The theme of today's column is: How are the old-timers of pop surviving in 1996? As you'll see, the answer is quite mixed. Sometimes they're doing just fine, other times retirement is overdue.

Lou Reed "Set the Twilight Reeling" (Warner)

Although the album cover has an interesting design that creates a three-dimensional effect, this visual introduction is actually totally misleading, as Reed's new long-play -- his first in five years -- has nothing to do with hi-tech, the Internet or even good old psychedelia.

The album's musical side is stripped down to the absolute basics, and this is perhaps the humblest stuff Lou Reed has recorded since 1973's infamous "Metal Machine Music."

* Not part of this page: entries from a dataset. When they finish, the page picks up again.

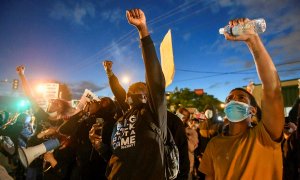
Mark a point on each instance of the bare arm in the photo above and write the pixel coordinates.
(25, 86)
(272, 102)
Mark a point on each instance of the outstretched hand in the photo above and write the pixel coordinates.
(20, 70)
(243, 37)
(136, 17)
(107, 65)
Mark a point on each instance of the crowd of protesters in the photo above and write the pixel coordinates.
(113, 139)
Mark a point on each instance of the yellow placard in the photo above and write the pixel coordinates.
(167, 58)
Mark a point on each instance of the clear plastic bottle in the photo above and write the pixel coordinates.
(258, 25)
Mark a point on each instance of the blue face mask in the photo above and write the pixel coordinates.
(236, 111)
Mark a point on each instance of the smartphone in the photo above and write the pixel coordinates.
(99, 122)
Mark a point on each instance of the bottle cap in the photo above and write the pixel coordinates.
(221, 31)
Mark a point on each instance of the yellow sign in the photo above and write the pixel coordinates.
(167, 59)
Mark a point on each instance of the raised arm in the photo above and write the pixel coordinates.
(25, 86)
(115, 86)
(272, 102)
(154, 76)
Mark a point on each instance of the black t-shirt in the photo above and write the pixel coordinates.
(136, 149)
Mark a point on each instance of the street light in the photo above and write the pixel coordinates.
(41, 88)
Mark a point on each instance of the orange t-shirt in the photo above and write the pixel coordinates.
(249, 155)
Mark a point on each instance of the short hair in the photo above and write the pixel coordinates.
(138, 86)
(252, 101)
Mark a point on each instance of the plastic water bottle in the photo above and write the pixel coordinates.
(256, 25)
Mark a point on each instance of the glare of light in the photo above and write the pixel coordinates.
(22, 103)
(220, 118)
(41, 88)
(125, 80)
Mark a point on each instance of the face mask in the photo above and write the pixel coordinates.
(195, 126)
(236, 111)
(136, 99)
(208, 114)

For purists and Velvet Underground fans this may be a welcome move, as most of the album sounds like "I'm Waiting for my Man" revisited. Not being an aficionado of Lou's poetry and bored by the musical contents, I was disappointed -- especially considering his previous effort, the magnificent "Magic and Loss".

Iggy Pop "Naughty Little Doggy" (Virgin)

I really don't know whether to laugh at this album or admire it. Iggy, who's about 50 now, has recorded yet another work of sheer juvenile rock'n'roll machismo, which may be seen as both a statement of his incorruptible youthful spirit or a sign of infantile cretinism.

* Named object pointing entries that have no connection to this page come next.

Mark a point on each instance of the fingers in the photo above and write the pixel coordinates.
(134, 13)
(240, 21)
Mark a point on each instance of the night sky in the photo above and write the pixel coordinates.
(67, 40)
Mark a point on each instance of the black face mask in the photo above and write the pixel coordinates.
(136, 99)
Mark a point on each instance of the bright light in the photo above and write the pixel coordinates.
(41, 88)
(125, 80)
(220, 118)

I would prefer to believe in the former as I have always fancied Iggy but, apart from the above-average level of energy and Pop's naughty big voice, the album is nothing special.

Patti Smith "Gone Again" (Arista)

In the 21 years since her stunning debut, "Horses", this is only Patti's fifth album, and her first in nearly a decade. "Gone Again" is dedicated to Fred Sonic Smith, Patti Smith's husband and rock guitarist, who died at the end of last year, and this is the most tragic and one of the most powerful records I've heard recently.

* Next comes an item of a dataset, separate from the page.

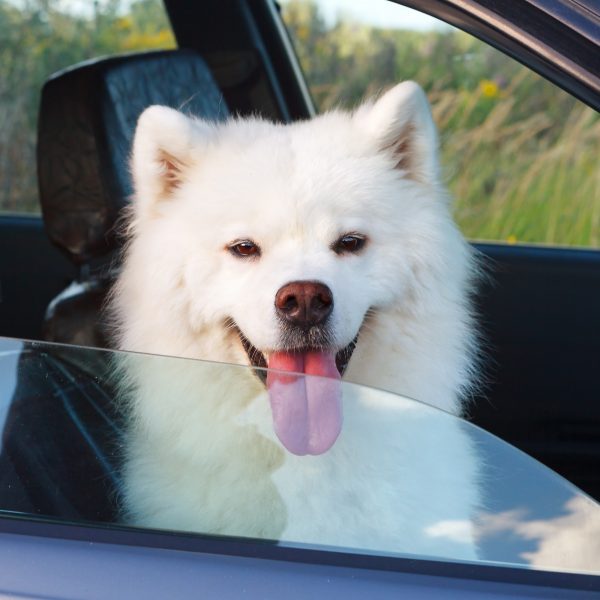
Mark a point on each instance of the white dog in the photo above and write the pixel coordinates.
(323, 247)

Patti Smith's voice has lost none of its passion and tension, and she remains a major songwriting talent. This is definitely not easy listening, since every track here bleeds with sorrow, but the album is so good you end up feeling lucky that Patti hasn't kept her tragedy to herself and instead made this monumentally emotional and moving record.

Ray Charles "Strong Love Affair" (Qwest)

Ray Charles is undoubtedly one of the greatest living singers, but he hasn't had a really impressive album for years. "Strong Love Affair" may be the one. He's well-balanced between hot and cool, bluesy and funky, adult pop and dance groove.

I personally much prefer the slower, minor-key numbers like "Say No more" and "Separate Ways" but Ray still can rock and swing, and it shows. No revelations, but extremely pleasant listening.

Mark Knopfler "Golden Heart" (Vertigo)

Strangely enough, I've found this solo offering from the Dire Straits vocalist/guitarist more satisfactory than his megaband's megaboring stuff. The songs are shorter, lighter, stylistically more varied and remind me of Eric Clapton when he's in pop mode. Since the album has failed commercially, this may be Knopfler's last attempt to deviate from his main band's format.

Elvis Presley "Elvis '56" (RCA)

Of course this guy isn't still around, but these 1956 recordings, released now to commemorate the 40th anniversary of the immortal "Heartbreak Hotel", are better by far than any of the above reviewed, except for Patti Smith. The album includes never-before released takes from Sun Studios. The material is still cool.